There is absolutely no doubt this album will be another hit for Nickelback. “ Stick your diamond ring where the sun don’t shine!” On the rest of the album they act like the stones you can hop to between song verses that are otherwise bowel-bindingly cheesy. These massively appealing hooks are their biggest strength. Rather than trying to be something it’s not, it settles for simple pop melody, easy, relatable lyrics and to be perfectly honest, this feels like where Nickelback probably should have found their sweet spot. What the rest of the record does wrong, this song seems to get right. On a brighter note, “After the Rain” is truly a catchy and redeemable song.


On “Must be Nice,” Kroeger celebrates the sin of coveting thy neighbour’s success while f-bombing his way through indignant, child-like resentment with lines like “ Oh it must be nice/ To spend each day in paradise/ You wonder why you ever failed/ Your life’s a god-damn fairy tale!” Between lines, he and Ryan Peake fill up the volatile atmosphere with undeniably explosive guitar riffs and masterful rock solos which will have you tearing your tight black jeans in pelvic thrusts. The most cringe-worthy moments of the record are also the hardest. If Canada could be said to have a roots rock sound, this pretty much nails it.

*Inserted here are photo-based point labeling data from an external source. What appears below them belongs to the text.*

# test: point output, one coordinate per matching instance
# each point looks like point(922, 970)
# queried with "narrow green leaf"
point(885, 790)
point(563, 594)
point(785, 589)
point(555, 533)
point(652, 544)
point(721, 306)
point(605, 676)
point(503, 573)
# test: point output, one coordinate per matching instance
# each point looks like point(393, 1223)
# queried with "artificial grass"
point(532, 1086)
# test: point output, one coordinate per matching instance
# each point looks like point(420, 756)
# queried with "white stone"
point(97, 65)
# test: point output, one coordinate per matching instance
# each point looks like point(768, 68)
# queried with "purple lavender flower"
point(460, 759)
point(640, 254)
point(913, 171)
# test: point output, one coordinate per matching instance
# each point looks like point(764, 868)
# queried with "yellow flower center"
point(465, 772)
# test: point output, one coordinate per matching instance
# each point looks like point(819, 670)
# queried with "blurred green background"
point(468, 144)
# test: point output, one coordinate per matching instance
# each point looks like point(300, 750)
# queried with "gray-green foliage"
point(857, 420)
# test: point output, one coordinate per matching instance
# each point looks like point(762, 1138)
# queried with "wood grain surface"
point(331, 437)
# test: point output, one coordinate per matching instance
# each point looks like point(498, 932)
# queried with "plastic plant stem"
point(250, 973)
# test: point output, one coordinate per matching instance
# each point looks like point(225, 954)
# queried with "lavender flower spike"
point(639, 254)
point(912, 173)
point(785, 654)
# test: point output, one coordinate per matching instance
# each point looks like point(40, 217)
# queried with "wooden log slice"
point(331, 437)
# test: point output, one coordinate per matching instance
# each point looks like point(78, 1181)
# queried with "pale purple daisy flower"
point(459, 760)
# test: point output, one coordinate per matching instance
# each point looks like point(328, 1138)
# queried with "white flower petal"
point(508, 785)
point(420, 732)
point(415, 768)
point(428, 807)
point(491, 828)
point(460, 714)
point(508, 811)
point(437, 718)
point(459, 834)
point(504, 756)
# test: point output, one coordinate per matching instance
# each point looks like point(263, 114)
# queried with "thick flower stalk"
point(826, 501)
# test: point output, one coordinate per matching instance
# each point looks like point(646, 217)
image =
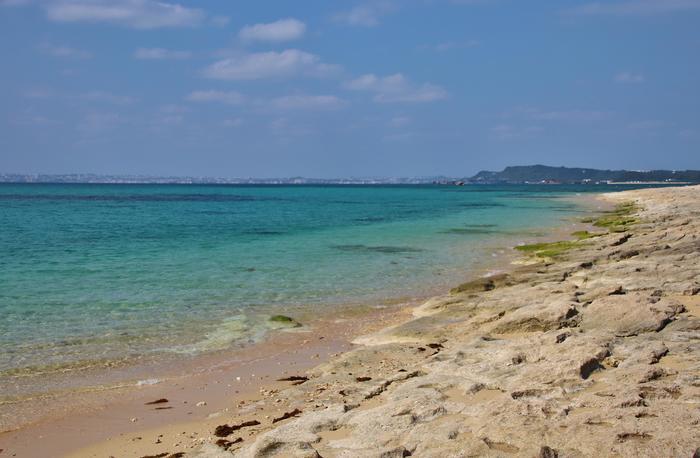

#FEED THE MACHINE NICKELBACK ALBUM FULL#
The band doesn’t even bother with the pretense on “Song on Fire” – a straight up New Country chart topper with dubby, echoing guitar lines setting up another monster sing-along hook which was designed from the ground up for lighters in auditoriums and a swirling wind of hairspray generated from the mullets of a stadium full of former Bryan Adams fans. “Coin for the Ferryman” – an allusion to danger and death which feels a little on the nose as a metaphor nevertheless sounds great growled out in the world’s most unabashed, over the top, faux rock ‘n’ roll drawl since Def Leppard dropped their ever-present Hysteria. Despite being notably out of place among the rest of the songs on the album, it resonates as a line-dance friendly anthem for nostalgia and looking back on one’s glory days – right down to the mention of home towns, high schools and the prerequisite reference to what “ Mama always taught us…” It’s catchy and the data says people will love it, whether they admit it or not. You can’t help but wonder if Chad’s ex-wife Avril Lavigne had some writing influence here. The chorus pattern could be ripped from any and every country-pop crossover record to come out in the last decade. “Every Time We’re Together”, which will absolutely be among the first singles from the record, is a perfect illustration of the unholy mash-up of rock, cowboy boots and shimmery pop. On their 9th studio album, they’ve abandoned the simplicity of the original formula in favour of something far more ambitious – an amalgamation of many successful formulas that can best be described as what would happen if Disturbed wrote and performed music by Taylor Swift. In fact they had it down to a much-maligned and at this point well-documented formula of heavy, precision riffs, Chad Kroeger’s genetically engineered perfect rock rasp and powerful hooks written around fairly pedestrian themes. But what’s hard to deny is that what they did, they did very well. Their singles became so commonplace on daytime radio that there seemed to be no more pride left in admitting that you were one of the ones that propelled that success.

For many, Nickelback came to symbolize what happened when you watered down metal so it would appeal to pop fans. Praise for them is only spoken in intimate whispers traded in the shadows – the sort of secrets we share when we risk baring our souls while knowingly risking judgment. Nickelback is a Canadian phenomenon both in the sense that they’ve had huge international success and ironically, few will openly admit to being fans.